Open source data warehouse engine Tajo aims to attract new contributors at the June 3 Hadoop Summit in San Jose, California.

Choi Hyun-sik, vice president of the Apache Tajo project and a research engineer at Korean big data infrastructure start-up, Gruter, told ZDNet Korea: "the focus of my presentation will be on how to advance Tajo’s local processing engine.”

Tajo logo: elephant-free big data imagery

“Vectorized engine will be discussed as a solution. How bottlenecks are formed, what causes performances to slow down, and what we did to solve these using the engine,” he said.

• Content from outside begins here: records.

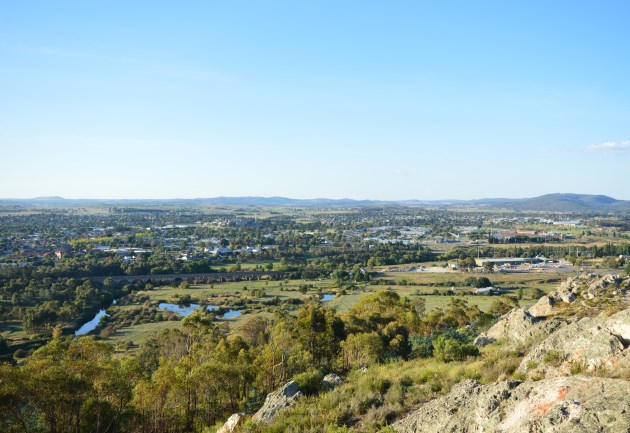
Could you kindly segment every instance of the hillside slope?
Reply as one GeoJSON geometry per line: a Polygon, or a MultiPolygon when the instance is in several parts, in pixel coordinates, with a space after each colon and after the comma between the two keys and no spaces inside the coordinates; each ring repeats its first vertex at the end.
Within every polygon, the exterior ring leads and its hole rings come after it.
{"type": "Polygon", "coordinates": [[[498,341],[503,351],[527,346],[512,380],[463,381],[395,430],[630,431],[629,289],[628,277],[575,277],[530,311],[506,314],[477,344],[498,341]]]}

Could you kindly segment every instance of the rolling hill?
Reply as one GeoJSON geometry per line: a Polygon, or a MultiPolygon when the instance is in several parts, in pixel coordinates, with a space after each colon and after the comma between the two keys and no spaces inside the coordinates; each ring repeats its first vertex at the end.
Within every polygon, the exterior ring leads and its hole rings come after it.
{"type": "Polygon", "coordinates": [[[308,207],[475,207],[543,212],[630,212],[629,200],[617,200],[606,195],[556,193],[532,198],[485,198],[478,200],[354,200],[295,199],[287,197],[211,197],[194,199],[64,199],[37,197],[32,199],[0,199],[4,206],[89,206],[89,205],[180,205],[180,206],[308,206],[308,207]]]}

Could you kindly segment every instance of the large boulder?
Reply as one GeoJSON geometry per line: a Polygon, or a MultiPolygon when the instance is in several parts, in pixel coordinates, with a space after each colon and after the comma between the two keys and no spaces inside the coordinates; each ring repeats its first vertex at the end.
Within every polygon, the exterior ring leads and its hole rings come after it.
{"type": "Polygon", "coordinates": [[[523,341],[528,338],[535,323],[531,314],[522,308],[514,308],[488,329],[486,337],[495,340],[523,341]]]}
{"type": "Polygon", "coordinates": [[[624,347],[630,346],[630,308],[610,316],[606,319],[605,326],[624,347]]]}
{"type": "Polygon", "coordinates": [[[399,433],[627,432],[629,393],[630,382],[598,377],[466,380],[393,427],[399,433]]]}
{"type": "Polygon", "coordinates": [[[298,384],[292,380],[282,388],[267,394],[265,403],[254,414],[252,419],[270,423],[278,416],[278,413],[295,405],[301,397],[302,393],[298,384]]]}
{"type": "Polygon", "coordinates": [[[553,306],[556,303],[555,298],[543,296],[534,305],[529,307],[527,312],[533,317],[547,317],[554,313],[553,306]]]}
{"type": "Polygon", "coordinates": [[[225,422],[225,424],[223,424],[223,426],[219,430],[217,430],[217,433],[232,433],[234,430],[236,430],[236,427],[238,427],[239,425],[243,423],[244,417],[245,417],[245,414],[235,413],[234,415],[228,418],[228,420],[225,422]]]}
{"type": "Polygon", "coordinates": [[[514,308],[477,337],[475,344],[485,346],[495,341],[524,343],[549,335],[564,324],[561,319],[540,320],[522,308],[514,308]]]}
{"type": "Polygon", "coordinates": [[[610,317],[584,317],[534,346],[523,358],[519,371],[549,377],[613,368],[628,347],[629,327],[628,309],[610,317]]]}
{"type": "Polygon", "coordinates": [[[322,388],[324,388],[325,390],[333,389],[338,387],[342,383],[343,379],[341,377],[337,376],[335,373],[328,373],[322,379],[322,388]]]}

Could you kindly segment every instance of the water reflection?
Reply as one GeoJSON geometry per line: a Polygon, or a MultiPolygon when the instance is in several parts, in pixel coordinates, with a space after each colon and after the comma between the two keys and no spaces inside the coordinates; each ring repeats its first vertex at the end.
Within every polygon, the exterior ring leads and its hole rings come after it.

Tajo is one of many emerging SQL-on-Hadoop options designed to analyze data stored on Hadoop Distributed File System (HDFS) and other data sources with low-latency. Choi and his team of developers are confident their engine is equal to or better than competitors like Hive and Cloudera Impala. Tajo provides an extract, transform and load (ETL) feature set and an extensible query re-write system.

Tajo development started in 2010 and was picked up by the Apache Software Foundation in March last year. After a year of “incubating” it was named an Apache top-level project in April, a first for a Korean analytics project.

“There are more contributors now since being named as an Apache top-level project. One who was very active was added as a committer recently,” says Choi. He says once Tajo 0.8.0, released in May, reaches the stability and capabilities of a commercialized data base they will release version 1.0.

Korea’s largest telco, SK Telecom, started using Tajo for big data analytics last year. The company claims Tajo increased processing times by a factor of 3.7 compared to Hive while workload decreased 70 percent.

“I think the most important thing in open source is people,” says Choi. “People start being attracted to open source [products] by seeing how technologically cool they are at communities and conferences.” He is headed for Los Angeles afterwards to give the lowdown on Tajo at Big Data Camp 2014, starting June 14.

“If someone does something progressive and forward-looking in a project, you are drawn to it,” says Choi. “I hope to show during the Hadoop Summit presentation that ‘we’ve gone this far,’ so if you want, you should join us. I’ve love to have great contributors join our project.”